Image Credit: Ellen Nugent

Stream of Consciousness

Culture is really interesting. I think, for the most part, I never truly understood the complexity of it. It’s easy to reduce this multifaceted concept to visible artefacts and stereotypes. The celebration of different cultures usually involves colourful presentations of food, flags, and traditional clothing. While these things are all part of a culture, there’s much more.

Culture feeds into our being and shapes our personal identity. It affects our ways of thinking and learning, ways of communicating and our cognition and emotions. As a result, growing up with more than one cultural identity can offer a more multi-layered perspective and insight, based on the plethora of worldviews you have been exposed to. However, it can also be challenging. I know one of the biggest challenges of having more than one cultural identity is never feeling fully part of a particular culture. It’s easy to conflate cultural identity with this idea of essentialism, that in order to ‘be’ a particular thing one has to need to meet a list of requirements. In other cases, I can imagine this feeling coming from a sense of not being fully understood or integrated or even feeling disconnected from a particular culture.

For diasporans, like myself, there can be this want to reconnect to their culture. A want to attain knowledge or simply extend appreciation. Movies, historical sources, music or visiting a particular place are all great ways of delving into a culture. For me, I felt the most connected to my Nigerian self through reading fiction. We underestimate the power of fiction when we see it solely as a method of escapism or a realm world that doesn’t exist. I’ve found that literature brings to life experiences and ideas that no other medium can capture. 

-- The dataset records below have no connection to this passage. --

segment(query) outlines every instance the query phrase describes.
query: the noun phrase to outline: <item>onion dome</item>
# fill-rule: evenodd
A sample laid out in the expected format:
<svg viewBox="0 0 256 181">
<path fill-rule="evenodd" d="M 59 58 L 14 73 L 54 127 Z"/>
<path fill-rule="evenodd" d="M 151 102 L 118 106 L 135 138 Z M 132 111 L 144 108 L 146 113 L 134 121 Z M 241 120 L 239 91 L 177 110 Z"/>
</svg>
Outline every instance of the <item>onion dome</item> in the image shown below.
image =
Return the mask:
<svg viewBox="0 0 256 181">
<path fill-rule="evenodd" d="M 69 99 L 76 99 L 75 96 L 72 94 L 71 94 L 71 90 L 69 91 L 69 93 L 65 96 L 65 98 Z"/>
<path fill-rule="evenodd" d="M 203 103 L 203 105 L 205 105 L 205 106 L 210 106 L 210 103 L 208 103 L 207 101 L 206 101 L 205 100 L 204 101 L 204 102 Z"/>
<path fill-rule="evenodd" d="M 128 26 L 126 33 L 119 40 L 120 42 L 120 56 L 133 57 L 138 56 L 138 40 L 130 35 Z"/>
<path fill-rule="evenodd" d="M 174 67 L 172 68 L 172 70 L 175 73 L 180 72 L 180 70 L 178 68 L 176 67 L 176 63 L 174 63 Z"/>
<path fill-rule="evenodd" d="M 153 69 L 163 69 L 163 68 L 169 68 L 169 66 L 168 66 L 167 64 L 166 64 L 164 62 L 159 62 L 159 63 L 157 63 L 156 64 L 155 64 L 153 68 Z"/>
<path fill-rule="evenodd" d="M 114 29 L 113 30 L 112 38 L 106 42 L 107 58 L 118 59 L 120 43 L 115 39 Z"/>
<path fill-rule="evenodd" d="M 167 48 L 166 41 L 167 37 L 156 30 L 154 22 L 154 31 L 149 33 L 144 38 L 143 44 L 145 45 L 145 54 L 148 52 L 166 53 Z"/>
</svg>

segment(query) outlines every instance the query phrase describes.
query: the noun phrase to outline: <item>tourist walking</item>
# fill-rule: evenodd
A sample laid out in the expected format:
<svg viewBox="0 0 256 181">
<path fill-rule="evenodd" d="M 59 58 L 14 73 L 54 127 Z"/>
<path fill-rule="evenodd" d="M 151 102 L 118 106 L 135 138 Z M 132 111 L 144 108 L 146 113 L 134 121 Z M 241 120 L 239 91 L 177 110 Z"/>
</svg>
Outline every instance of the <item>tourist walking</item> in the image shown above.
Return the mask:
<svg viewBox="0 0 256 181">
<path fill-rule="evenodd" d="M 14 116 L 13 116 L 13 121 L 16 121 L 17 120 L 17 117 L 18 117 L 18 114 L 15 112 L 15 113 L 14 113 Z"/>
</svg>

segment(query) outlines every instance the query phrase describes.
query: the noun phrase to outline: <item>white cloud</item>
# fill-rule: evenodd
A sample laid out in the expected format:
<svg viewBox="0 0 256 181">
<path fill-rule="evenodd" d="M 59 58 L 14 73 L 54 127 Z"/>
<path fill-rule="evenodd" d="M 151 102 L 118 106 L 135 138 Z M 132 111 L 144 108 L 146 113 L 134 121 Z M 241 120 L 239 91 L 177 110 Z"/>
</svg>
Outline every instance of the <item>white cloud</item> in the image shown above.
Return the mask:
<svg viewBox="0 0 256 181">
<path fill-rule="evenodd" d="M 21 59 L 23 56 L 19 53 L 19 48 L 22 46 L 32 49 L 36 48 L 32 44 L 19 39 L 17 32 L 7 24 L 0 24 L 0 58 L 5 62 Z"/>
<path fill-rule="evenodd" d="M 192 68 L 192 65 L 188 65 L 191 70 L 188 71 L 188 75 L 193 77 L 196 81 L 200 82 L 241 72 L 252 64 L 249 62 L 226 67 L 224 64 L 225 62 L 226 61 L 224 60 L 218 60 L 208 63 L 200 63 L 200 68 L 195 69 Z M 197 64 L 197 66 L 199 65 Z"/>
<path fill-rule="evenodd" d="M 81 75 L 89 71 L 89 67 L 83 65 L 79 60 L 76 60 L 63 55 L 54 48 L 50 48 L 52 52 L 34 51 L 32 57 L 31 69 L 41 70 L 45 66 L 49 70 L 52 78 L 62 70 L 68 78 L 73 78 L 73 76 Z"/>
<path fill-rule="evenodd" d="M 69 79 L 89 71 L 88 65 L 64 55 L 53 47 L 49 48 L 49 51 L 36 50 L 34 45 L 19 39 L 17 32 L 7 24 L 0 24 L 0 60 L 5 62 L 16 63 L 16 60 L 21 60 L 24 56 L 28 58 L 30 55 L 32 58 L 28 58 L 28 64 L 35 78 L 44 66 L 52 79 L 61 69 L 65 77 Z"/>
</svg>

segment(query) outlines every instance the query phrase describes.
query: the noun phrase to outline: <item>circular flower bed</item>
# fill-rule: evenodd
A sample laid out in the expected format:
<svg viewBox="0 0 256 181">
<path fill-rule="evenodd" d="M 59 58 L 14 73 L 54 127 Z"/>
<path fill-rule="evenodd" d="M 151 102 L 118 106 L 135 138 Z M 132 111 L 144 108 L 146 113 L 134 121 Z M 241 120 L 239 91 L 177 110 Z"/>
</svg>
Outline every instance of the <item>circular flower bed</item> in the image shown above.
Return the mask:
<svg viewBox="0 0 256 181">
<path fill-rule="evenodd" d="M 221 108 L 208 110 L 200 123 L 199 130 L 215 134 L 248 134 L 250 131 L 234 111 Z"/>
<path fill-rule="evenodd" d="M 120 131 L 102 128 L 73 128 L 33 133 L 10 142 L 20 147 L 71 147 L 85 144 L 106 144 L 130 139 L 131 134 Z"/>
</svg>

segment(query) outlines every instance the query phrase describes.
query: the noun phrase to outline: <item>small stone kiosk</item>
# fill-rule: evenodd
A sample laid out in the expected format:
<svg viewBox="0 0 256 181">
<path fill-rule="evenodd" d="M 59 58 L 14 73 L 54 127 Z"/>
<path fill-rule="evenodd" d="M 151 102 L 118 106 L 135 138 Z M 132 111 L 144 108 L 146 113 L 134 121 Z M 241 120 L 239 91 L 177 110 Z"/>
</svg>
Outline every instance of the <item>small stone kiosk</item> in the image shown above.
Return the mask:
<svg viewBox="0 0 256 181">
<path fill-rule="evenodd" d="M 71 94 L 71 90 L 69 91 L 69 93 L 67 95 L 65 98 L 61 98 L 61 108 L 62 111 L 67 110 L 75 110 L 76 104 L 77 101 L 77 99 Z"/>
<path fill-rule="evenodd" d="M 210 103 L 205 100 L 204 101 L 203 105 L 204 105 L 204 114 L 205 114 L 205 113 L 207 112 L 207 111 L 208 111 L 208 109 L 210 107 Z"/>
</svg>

I’ve read books written by Nigerian authors from different generations and I’ve seen themes such as motherhood, marriage, and even death take on different meanings. The concepts weren’t entirely different, a lot of them I was actually familiar with. There were many fascinating themes discussed in the context that I understood. I could connect to the distinct voices and perspectives many of the characters presented.

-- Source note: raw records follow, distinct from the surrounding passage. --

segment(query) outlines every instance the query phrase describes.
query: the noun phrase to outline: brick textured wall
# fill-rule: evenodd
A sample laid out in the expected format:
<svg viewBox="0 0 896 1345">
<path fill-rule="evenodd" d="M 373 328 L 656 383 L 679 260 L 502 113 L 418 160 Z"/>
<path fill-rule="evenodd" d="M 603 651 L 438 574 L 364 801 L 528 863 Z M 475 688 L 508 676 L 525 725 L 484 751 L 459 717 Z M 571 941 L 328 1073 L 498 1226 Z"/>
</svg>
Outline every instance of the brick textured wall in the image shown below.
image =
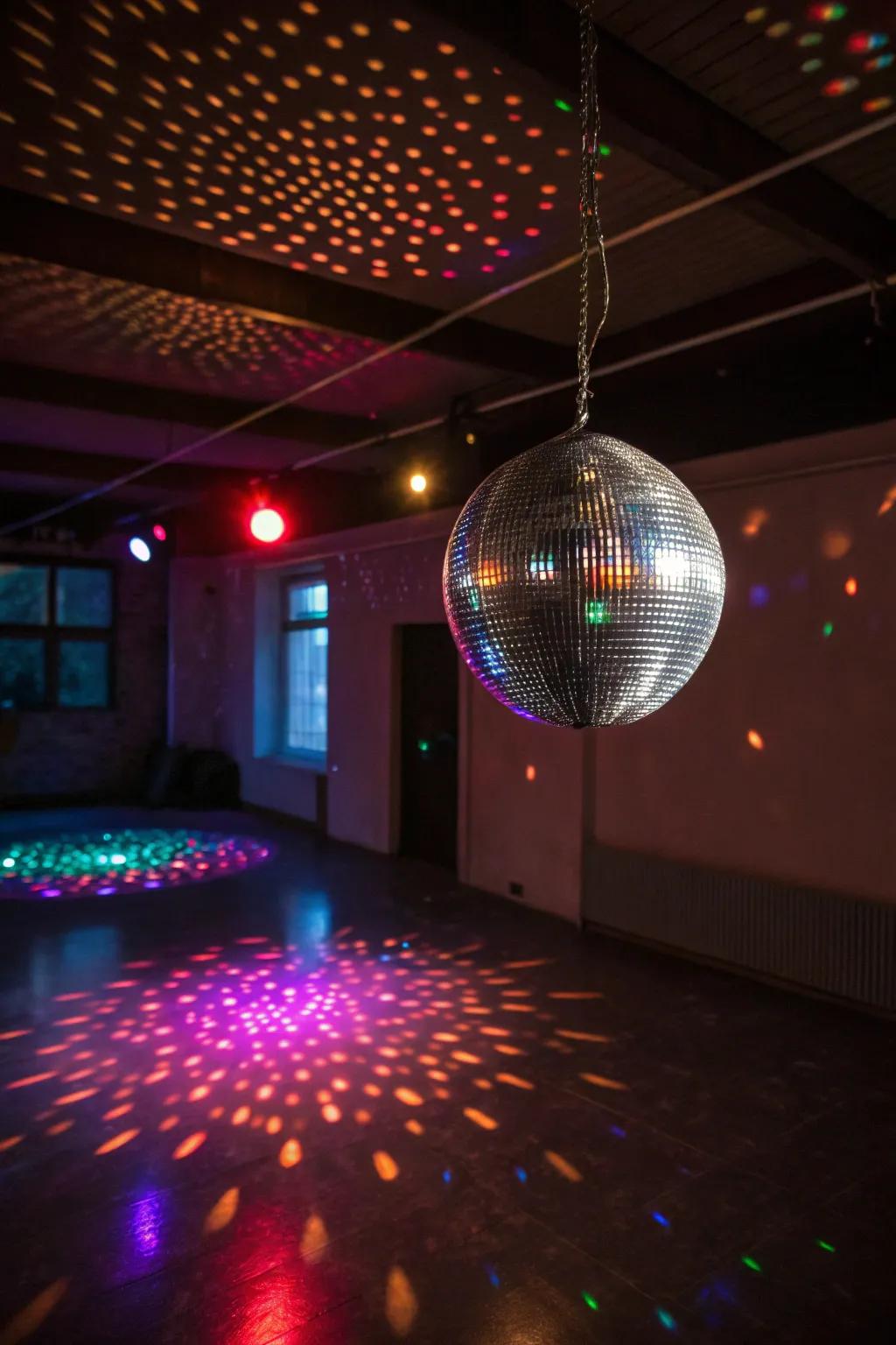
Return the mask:
<svg viewBox="0 0 896 1345">
<path fill-rule="evenodd" d="M 32 710 L 4 716 L 0 806 L 28 799 L 128 799 L 138 791 L 152 746 L 165 737 L 168 568 L 140 565 L 120 541 L 75 547 L 20 547 L 15 558 L 109 560 L 117 570 L 110 710 Z"/>
</svg>

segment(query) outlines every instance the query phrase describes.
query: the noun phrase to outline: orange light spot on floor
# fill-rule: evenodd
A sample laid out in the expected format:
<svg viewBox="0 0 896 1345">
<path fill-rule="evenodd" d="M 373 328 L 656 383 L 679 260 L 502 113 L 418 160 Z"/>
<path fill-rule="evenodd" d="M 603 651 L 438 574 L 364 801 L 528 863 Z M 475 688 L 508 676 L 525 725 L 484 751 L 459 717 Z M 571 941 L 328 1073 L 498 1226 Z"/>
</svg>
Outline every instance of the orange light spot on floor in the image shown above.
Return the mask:
<svg viewBox="0 0 896 1345">
<path fill-rule="evenodd" d="M 56 1303 L 64 1298 L 69 1289 L 67 1279 L 56 1279 L 47 1289 L 32 1298 L 27 1307 L 7 1322 L 0 1330 L 0 1345 L 19 1345 L 19 1341 L 34 1336 L 39 1326 L 43 1326 Z"/>
<path fill-rule="evenodd" d="M 416 1294 L 400 1266 L 392 1266 L 386 1282 L 386 1319 L 396 1336 L 407 1336 L 416 1319 Z"/>
<path fill-rule="evenodd" d="M 395 1181 L 400 1171 L 392 1155 L 387 1154 L 383 1149 L 377 1149 L 373 1154 L 373 1167 L 380 1181 Z"/>
<path fill-rule="evenodd" d="M 187 1135 L 185 1139 L 181 1139 L 181 1142 L 177 1145 L 177 1147 L 175 1149 L 175 1151 L 173 1151 L 173 1154 L 171 1157 L 172 1158 L 189 1158 L 189 1155 L 195 1154 L 197 1149 L 201 1149 L 201 1146 L 206 1143 L 207 1138 L 208 1137 L 207 1137 L 207 1134 L 206 1134 L 204 1130 L 197 1130 L 197 1131 L 195 1131 L 195 1134 Z"/>
<path fill-rule="evenodd" d="M 544 1157 L 555 1169 L 555 1171 L 559 1171 L 560 1176 L 566 1177 L 567 1181 L 582 1181 L 582 1173 L 579 1171 L 579 1169 L 574 1167 L 572 1163 L 568 1159 L 563 1158 L 560 1154 L 555 1154 L 551 1149 L 545 1149 Z"/>
<path fill-rule="evenodd" d="M 106 1139 L 99 1149 L 94 1149 L 94 1154 L 111 1154 L 116 1149 L 124 1149 L 129 1145 L 132 1139 L 136 1139 L 140 1130 L 122 1130 L 121 1134 L 113 1135 L 111 1139 Z"/>
<path fill-rule="evenodd" d="M 494 1116 L 488 1116 L 484 1111 L 477 1107 L 465 1107 L 463 1115 L 467 1120 L 472 1120 L 474 1126 L 481 1126 L 482 1130 L 497 1130 L 498 1123 Z"/>
<path fill-rule="evenodd" d="M 294 1167 L 302 1161 L 302 1146 L 298 1139 L 287 1139 L 279 1151 L 281 1167 Z"/>
<path fill-rule="evenodd" d="M 44 1079 L 55 1079 L 56 1071 L 51 1069 L 46 1075 L 28 1075 L 26 1079 L 13 1079 L 11 1084 L 7 1084 L 8 1089 L 12 1088 L 31 1088 L 32 1084 L 42 1084 Z"/>
<path fill-rule="evenodd" d="M 203 1233 L 219 1233 L 222 1228 L 227 1228 L 238 1209 L 239 1186 L 231 1186 L 230 1190 L 224 1192 L 220 1200 L 215 1201 L 212 1208 L 206 1215 Z"/>
<path fill-rule="evenodd" d="M 324 1255 L 324 1250 L 329 1241 L 329 1233 L 326 1232 L 326 1224 L 320 1215 L 309 1215 L 305 1228 L 302 1229 L 302 1240 L 300 1243 L 300 1252 L 302 1260 L 318 1262 Z"/>
<path fill-rule="evenodd" d="M 75 1102 L 83 1102 L 85 1098 L 93 1098 L 98 1093 L 98 1088 L 81 1088 L 74 1093 L 64 1093 L 62 1098 L 56 1098 L 52 1103 L 54 1107 L 70 1107 Z"/>
<path fill-rule="evenodd" d="M 610 1088 L 611 1092 L 629 1092 L 629 1085 L 619 1083 L 618 1079 L 604 1079 L 603 1075 L 580 1075 L 586 1084 L 594 1084 L 595 1088 Z"/>
</svg>

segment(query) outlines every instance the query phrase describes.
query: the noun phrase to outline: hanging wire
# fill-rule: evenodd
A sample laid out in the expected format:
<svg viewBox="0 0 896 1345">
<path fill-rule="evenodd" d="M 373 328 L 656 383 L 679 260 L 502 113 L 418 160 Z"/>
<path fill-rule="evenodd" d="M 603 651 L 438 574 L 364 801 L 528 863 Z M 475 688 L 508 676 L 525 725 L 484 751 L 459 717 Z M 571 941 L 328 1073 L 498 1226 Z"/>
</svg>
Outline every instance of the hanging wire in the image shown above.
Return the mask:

Apart from themes and subject matters, even down to the minute details of the speech and mannerisms of characters, I saw how parts of my identity were affirmed by these books. The books didn’t just bring deeply buried memories to life and they weren’t just relatable, but I actually learnt things. 

I didn’t grow up learning about Nigeria’s postcolonial past and civil war in a classroom. Even if I did, the cynic in me can imagine a one-sided history lesson. I’ve read fiction about postcolonial realities and they were riddled with oppression, poverty and hardship, and this notion that political independence didn’t bring the nation stability or prosperity. Even now, 60 years after Nigeria’s independence, the 1st of October is where social media erupts over the discussion of whether Nigeria should celebrate its independence as a state.

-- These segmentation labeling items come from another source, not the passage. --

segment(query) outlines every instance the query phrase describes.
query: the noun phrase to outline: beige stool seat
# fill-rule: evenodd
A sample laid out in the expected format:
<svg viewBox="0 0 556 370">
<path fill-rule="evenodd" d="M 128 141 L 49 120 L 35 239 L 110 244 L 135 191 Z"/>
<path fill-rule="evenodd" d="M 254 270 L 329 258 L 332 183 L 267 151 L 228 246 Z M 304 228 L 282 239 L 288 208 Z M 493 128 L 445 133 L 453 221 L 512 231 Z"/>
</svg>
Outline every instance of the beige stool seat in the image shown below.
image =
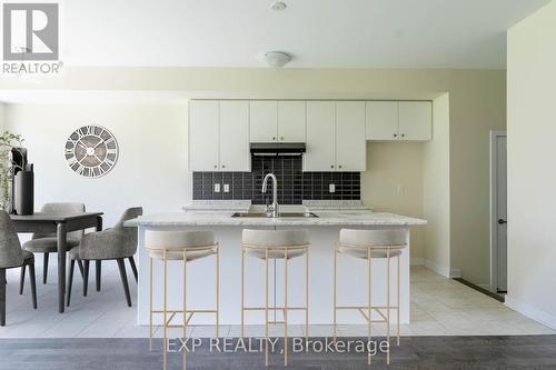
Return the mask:
<svg viewBox="0 0 556 370">
<path fill-rule="evenodd" d="M 288 249 L 288 259 L 304 256 L 309 244 L 307 230 L 250 230 L 245 229 L 242 234 L 246 253 L 260 259 L 285 258 Z M 268 251 L 267 251 L 268 249 Z M 267 254 L 268 253 L 268 254 Z"/>
<path fill-rule="evenodd" d="M 288 364 L 288 312 L 291 310 L 305 311 L 306 337 L 308 338 L 309 327 L 309 233 L 307 230 L 251 230 L 245 229 L 241 240 L 241 334 L 244 338 L 244 322 L 246 311 L 265 311 L 265 364 L 268 366 L 268 347 L 270 323 L 284 323 L 284 366 Z M 292 258 L 305 257 L 305 284 L 306 301 L 305 307 L 288 306 L 288 261 Z M 245 257 L 252 256 L 265 261 L 265 306 L 248 307 L 245 304 Z M 284 306 L 269 306 L 269 260 L 284 259 Z M 276 263 L 275 263 L 276 274 Z M 275 294 L 276 297 L 276 294 Z M 275 319 L 270 320 L 269 314 L 274 313 Z M 276 313 L 281 312 L 284 320 L 276 321 Z"/>
<path fill-rule="evenodd" d="M 406 230 L 354 230 L 354 229 L 342 229 L 340 230 L 339 241 L 335 249 L 335 269 L 334 269 L 334 337 L 336 338 L 337 331 L 337 311 L 338 310 L 358 310 L 364 319 L 367 321 L 368 326 L 368 338 L 371 337 L 371 326 L 374 322 L 384 322 L 387 327 L 387 341 L 390 340 L 390 310 L 396 311 L 397 316 L 397 340 L 399 346 L 399 258 L 401 251 L 407 247 L 407 231 Z M 337 304 L 337 256 L 346 254 L 359 259 L 367 260 L 367 299 L 366 306 L 338 306 Z M 396 304 L 391 304 L 390 301 L 390 260 L 396 258 L 397 270 L 396 270 Z M 373 306 L 371 303 L 371 266 L 373 260 L 386 260 L 386 278 L 384 282 L 386 284 L 386 306 Z M 373 318 L 373 312 L 383 318 L 383 320 L 376 320 Z M 370 364 L 371 356 L 368 354 L 368 364 Z M 387 352 L 387 363 L 390 363 L 390 352 Z"/>
<path fill-rule="evenodd" d="M 192 247 L 195 248 L 195 247 Z M 211 254 L 215 254 L 216 251 L 215 249 L 208 249 L 208 250 L 187 250 L 186 251 L 186 260 L 187 261 L 193 261 L 198 260 L 203 257 L 209 257 Z M 163 259 L 165 251 L 163 250 L 151 250 L 149 251 L 150 258 L 161 260 Z M 181 261 L 183 260 L 183 251 L 178 251 L 178 250 L 167 250 L 166 251 L 166 259 L 167 260 L 172 260 L 172 261 Z"/>
<path fill-rule="evenodd" d="M 183 339 L 186 339 L 187 326 L 195 313 L 214 313 L 216 316 L 216 336 L 219 337 L 219 284 L 220 284 L 220 267 L 219 267 L 219 246 L 211 231 L 159 231 L 147 230 L 145 232 L 145 248 L 149 250 L 150 260 L 150 317 L 149 317 L 149 333 L 150 348 L 152 349 L 152 316 L 153 313 L 162 313 L 163 316 L 163 342 L 168 338 L 168 328 L 182 328 Z M 216 256 L 216 308 L 215 309 L 188 309 L 186 306 L 186 279 L 187 279 L 187 262 L 198 260 L 209 256 Z M 185 257 L 185 258 L 183 258 Z M 161 260 L 163 267 L 163 308 L 155 310 L 152 307 L 152 260 Z M 183 266 L 183 304 L 181 310 L 168 309 L 168 261 L 182 261 Z M 182 323 L 171 324 L 176 313 L 181 313 Z M 186 367 L 186 352 L 183 352 L 183 369 Z M 167 368 L 167 346 L 163 346 L 162 351 L 162 368 Z"/>
<path fill-rule="evenodd" d="M 367 252 L 367 248 L 357 248 L 357 247 L 342 247 L 341 244 L 338 247 L 338 251 L 340 253 L 351 256 L 355 258 L 360 258 L 366 260 L 369 254 L 370 258 L 388 258 L 388 252 L 386 250 L 370 250 L 370 253 Z M 401 254 L 401 250 L 399 249 L 393 249 L 390 250 L 390 258 L 391 257 L 397 257 Z"/>
</svg>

Surprisingly, I understand it. I read a book where its author symbolised Nigeria to be a child who didn’t want to be born, but also who will fight with death. The amalgamation of over 250 ethnic groups by the British birthed a country that probably shouldn’t exist but is existing anyhow. I understood the paradox of the history of what it means to be Nigerian through a book that has made-up characters and originated from imagination. 

Literature provides us readers with a unique experience. Whenever we discuss art expressions, the role of the recipient is typically underestimated. There’s a sort of agency that comes with reading, where through our interpretations we can navigate how we let a book speak to us. We execute the images of settings and characters in our minds. We can choose to disagree, to question things, and to talk back at narrators. We can choose to draw things out while ignoring other things, we can dictate when we stop reading, or read more than once. I have books that I haven’t gotten past the first chapter and books that despite having read cover to cover, I keep going back to.

There’s a freedom to interpret books, not in a way where we no longer see the author as the instigator of a speech act, but in a way where we allow our intuition to receive the message. In a way, we can extend this agency to our identities. Where we choose what we relate to, the parts we reject and the parts we embrace.